Yeah the policy from Allstate is $510 annually not monthly.

I was just curious on the premimum minimum, the guy has broken english and seems a bit like a slick rick type of guy. I just used that independent insurance database and called a couple and didn't like their service or communication. One of reps I spoke to said he was going on vacation and didn't have time. WTF? ....
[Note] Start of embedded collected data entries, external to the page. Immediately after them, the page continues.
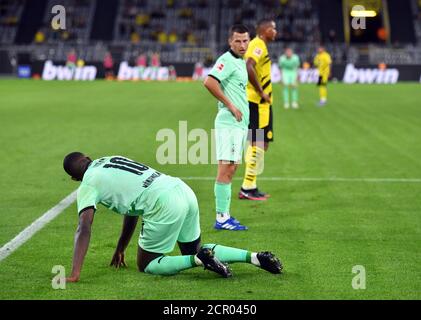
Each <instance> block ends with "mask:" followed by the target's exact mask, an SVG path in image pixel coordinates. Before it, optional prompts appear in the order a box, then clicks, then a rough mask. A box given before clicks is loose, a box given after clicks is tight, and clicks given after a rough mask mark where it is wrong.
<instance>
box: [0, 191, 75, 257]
mask: <svg viewBox="0 0 421 320" xmlns="http://www.w3.org/2000/svg"><path fill="white" fill-rule="evenodd" d="M76 194H77V191H73V192H72V193H71V194H69V195H68V196H67V197H66V198H64V199H63V200H61V201H60V202H59V203H58V204H57V205H55V206H54V207H52V208H51V209H50V210H48V211H47V212H45V213H44V214H43V215H42V216H41V217H39V218H38V219H37V220H35V221H34V222H33V223H32V224H31V225H29V226H28V227H26V228H25V229H24V230H23V231H22V232H20V233H19V234H18V235H17V236H16V237H14V238H13V239H12V240H10V241H9V242H8V243H6V244H5V245H4V246H3V247H1V248H0V262H1V261H2V260H4V259H6V258H7V257H8V256H9V255H10V254H12V253H13V252H14V251H16V250H17V249H18V248H19V247H20V246H21V245H23V244H24V243H25V242H26V241H28V240H29V239H31V238H32V236H33V235H34V234H35V233H37V232H38V231H40V230H41V229H42V228H44V227H45V225H47V224H48V223H49V222H50V221H52V220H53V219H54V218H56V217H57V216H58V215H59V214H60V213H62V212H63V211H64V210H65V209H67V208H68V207H69V206H70V205H71V204H72V203H73V202H74V201H75V200H76Z"/></svg>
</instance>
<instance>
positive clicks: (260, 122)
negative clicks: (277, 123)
mask: <svg viewBox="0 0 421 320" xmlns="http://www.w3.org/2000/svg"><path fill="white" fill-rule="evenodd" d="M256 32H257V36H256V37H255V38H254V39H253V40H252V41H251V42H250V45H249V47H248V49H247V52H246V55H245V58H246V59H247V72H248V78H249V82H248V85H247V98H248V103H249V109H250V124H249V129H251V135H250V137H249V140H250V145H249V147H248V148H247V151H246V161H245V162H246V172H245V177H244V181H243V184H242V187H241V190H240V192H239V194H238V196H239V198H240V199H248V200H266V199H267V198H268V197H269V195H268V194H266V193H264V192H260V191H259V190H258V188H257V183H256V180H257V179H256V178H257V174H258V171H259V170H260V168H262V167H263V161H264V152H265V151H267V149H268V147H269V142H271V141H273V116H272V81H271V59H270V56H269V52H268V49H267V44H268V43H269V42H272V41H274V40H275V38H276V24H275V22H274V21H273V20H270V19H264V20H261V21H259V23H258V24H257V30H256ZM261 133H263V134H264V137H260V135H263V134H261Z"/></svg>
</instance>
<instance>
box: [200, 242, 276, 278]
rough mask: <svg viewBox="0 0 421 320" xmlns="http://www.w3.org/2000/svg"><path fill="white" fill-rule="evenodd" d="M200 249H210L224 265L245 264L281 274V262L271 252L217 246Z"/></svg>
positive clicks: (221, 245)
So I called my fathers friend who is an insurance broker (I forgot about him as I don't know him personally), so I am in the middle of getting quotes from him. He asked me the right questions and seems very detailed.


----------



## jberte (Mar 25, 2007)

he's not pulling a fast one - 25 yrs in the commercial insurance business later i can tell you with assurance that a $500 minimum premium is not only standard but cheaper than some these days! if you step back and take a look at what you're potentially getting for less than $50 a month...it ain't all bad! there are fixed administrative and overhead costs that must be paid no matter how large or small the annual premium - they simply have to draw the line somewhere. it's no different than shop minimums at your sign shop, local garage, or in fact many shirt screeners


----------



## TshirtGuru (Jul 9, 2008)

jberte said:


> he's not pulling a fast one - 25 yrs in the commercial insurance business later i can tell you with assurance that a $500 minimum premium is not only standard but cheaper than some these days! if you step back and take a look at what you're potentially getting for less than $50 a month...it ain't all bad! there are fixed administrative and overhead costs that must be paid no matter how large or small the annual premium - they simply have to draw the line somewhere. it's no different than shop minimums at your sign shop, local garage, or in fact many shirt screeners


Thanks guys! 

Yeah, so I signed the policy I got from my fathers friend. I got the same policy: $1M Liability, $50k property, for $500 plus extended coverage with income loss and some other extras (which the other guy couldn't offer). All in all, worked out well.


----------